The Fringe has its Big Four and once upon a time so did Rugby League – Wigan, St Helens, Leeds… and Bradford Bulls. Between them, they won every Grand Final in the Super League era, until, in the early part of the last decade, one went dramatically off the rails, collapsed in financial chaos and had to restart from the bottom up. In Scottish terms, think Rangers, only a Rangers that didn’t make it back up the tree and instead ended up ground-sharing with Dumbarton. “If this was a football club or a basketball team in America, they’d be making a film about it,” we are told. But this is Bradford and it’s a rugby league team so it’s down to writer-performer Jake Thompson to tell the sorry tale in this heartfelt one-man show, which conveys how entwined a club’s sporting success can become with the mental wellbeing of its fans.
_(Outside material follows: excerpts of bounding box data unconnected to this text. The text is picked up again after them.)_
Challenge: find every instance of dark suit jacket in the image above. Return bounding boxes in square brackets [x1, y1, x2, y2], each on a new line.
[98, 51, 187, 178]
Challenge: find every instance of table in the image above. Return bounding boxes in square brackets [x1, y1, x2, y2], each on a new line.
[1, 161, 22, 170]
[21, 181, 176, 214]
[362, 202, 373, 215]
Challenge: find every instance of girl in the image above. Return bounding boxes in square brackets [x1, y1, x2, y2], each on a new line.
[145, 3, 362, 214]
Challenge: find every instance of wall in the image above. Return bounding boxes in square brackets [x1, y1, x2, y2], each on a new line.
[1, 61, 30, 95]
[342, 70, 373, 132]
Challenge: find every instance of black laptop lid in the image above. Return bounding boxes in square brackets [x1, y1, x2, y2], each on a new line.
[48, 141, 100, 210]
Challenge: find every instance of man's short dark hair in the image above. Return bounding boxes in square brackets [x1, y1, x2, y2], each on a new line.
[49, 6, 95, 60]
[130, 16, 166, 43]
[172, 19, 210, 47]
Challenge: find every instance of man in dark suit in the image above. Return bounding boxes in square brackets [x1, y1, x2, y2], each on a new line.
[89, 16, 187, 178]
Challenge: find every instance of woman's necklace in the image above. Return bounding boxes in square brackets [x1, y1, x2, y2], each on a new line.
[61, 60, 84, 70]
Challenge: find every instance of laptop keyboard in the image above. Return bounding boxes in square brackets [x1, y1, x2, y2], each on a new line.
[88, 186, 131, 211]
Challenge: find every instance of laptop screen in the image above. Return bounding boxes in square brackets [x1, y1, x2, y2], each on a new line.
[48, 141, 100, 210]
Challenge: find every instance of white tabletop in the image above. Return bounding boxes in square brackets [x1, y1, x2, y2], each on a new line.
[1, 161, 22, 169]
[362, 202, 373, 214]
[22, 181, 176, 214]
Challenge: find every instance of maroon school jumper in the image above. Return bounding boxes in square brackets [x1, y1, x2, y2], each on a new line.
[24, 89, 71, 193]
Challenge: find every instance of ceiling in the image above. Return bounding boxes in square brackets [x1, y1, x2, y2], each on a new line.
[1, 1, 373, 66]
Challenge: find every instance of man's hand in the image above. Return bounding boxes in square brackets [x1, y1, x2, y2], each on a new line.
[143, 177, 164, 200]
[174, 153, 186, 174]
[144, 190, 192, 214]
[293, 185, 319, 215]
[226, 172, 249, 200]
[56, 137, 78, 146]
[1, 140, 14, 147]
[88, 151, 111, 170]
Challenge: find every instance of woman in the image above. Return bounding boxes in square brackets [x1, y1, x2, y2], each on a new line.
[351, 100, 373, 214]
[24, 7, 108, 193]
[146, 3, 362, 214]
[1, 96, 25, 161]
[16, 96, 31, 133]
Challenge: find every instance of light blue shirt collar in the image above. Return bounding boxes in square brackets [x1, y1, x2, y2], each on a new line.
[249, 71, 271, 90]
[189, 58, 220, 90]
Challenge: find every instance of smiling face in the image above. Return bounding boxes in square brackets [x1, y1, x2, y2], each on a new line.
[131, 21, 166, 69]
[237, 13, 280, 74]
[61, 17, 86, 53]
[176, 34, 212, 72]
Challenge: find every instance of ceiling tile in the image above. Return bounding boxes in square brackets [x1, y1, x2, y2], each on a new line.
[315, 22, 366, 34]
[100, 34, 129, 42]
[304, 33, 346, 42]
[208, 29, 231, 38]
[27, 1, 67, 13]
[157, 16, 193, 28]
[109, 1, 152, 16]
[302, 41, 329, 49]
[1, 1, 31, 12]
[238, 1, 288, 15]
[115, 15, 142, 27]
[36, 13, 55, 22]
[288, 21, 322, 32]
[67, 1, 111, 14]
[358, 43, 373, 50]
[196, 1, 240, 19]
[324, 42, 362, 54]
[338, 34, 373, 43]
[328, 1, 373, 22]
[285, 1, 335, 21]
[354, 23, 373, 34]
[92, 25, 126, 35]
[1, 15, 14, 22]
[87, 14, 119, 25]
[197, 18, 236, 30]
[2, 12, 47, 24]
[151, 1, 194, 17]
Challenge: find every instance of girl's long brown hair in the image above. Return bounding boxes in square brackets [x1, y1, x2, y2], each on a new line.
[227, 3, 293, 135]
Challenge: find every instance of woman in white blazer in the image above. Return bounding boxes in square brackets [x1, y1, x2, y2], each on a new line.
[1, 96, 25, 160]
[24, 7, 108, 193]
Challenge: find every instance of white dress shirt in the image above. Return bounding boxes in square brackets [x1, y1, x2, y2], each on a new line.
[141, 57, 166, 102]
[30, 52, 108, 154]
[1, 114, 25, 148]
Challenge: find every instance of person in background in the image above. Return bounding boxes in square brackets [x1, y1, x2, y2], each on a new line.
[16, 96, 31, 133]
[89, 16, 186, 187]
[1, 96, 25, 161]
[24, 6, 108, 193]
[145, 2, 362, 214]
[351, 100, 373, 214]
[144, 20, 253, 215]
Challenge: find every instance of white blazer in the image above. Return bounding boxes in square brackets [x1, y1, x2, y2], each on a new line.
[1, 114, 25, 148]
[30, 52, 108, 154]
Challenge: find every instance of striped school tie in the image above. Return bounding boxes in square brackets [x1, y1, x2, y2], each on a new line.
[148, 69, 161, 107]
We start with pinnacle Bulls – the night they become World Champions. Our young protagonist has hit a peak too – he’s working hard, earning well and with a girlfriend he’s finally convinced to come to the match, on this, the night to beat all nights. From here, we will soon learn, the only way is down. As the club’s fortunes unravel, so do this young man’s. Are we to suppose this is coincidence, or, as the lad himself thinks, is there something else going on?
The premise is well-chosen. A good salary (in this case, as a TomTom salesman, giving a nice nostalgia impact), a pretty girl and a sports club that roots you to a place – these are the things a happy life can be built around for many a kid. Start pulling the rug out from any one of them and things can get messy quick. It’s also observationally true to its setting. Our boy’s dad complaining about “one of them” (restaurateur Omar Khan) taking over the club might not be the most original line, but it’s absolutely what would happen. As is berating your dad for his racism, but then unselfconsciously using the word ‘spazz’ to describe a mate. Bradford is not known for linguistic delicacy.
The nature of our hero’s mental health difficulties turns out to be quite specific and Thompson is at pains to spell out exactly what is happening, even when it might be better to let us join the dots ourselves. In making it that specific, it also comes across as an awareness-raising, even educational piece about a particular mental health diagnosis. It is a shame to limit its scope in this way. His is a life often lived in the provincial towns and cities of Britain, yet it’s a way of life people remain incurious to. A broader, less targeted piece about the links between a club’s fortunes and its fans’ inner lives could actually have hit harder.
The true-to-lifeness of many scenes is what really sticks. There’s a sweet infatuation sequence, Thompson gawping gormlessly with his eyes on stalks at the girl who’s caught his fancy. The segments where he mimes along to commentary do well to capture the rollercoaster of terrace emotions. And I myself was downing Jägermeisters in a Bradford nightclub the night the Bulls won the World Club Challenge, so the scene with that spot-on piece of period accuracy gave a Proustian rush I was unprepared for.
While the niche subject matter may narrow its audience, A Mighty Fall From Grace is a scoring debut for Thompson. Touchdown in the corner, just would have been nice to see him pop it over the sticks too.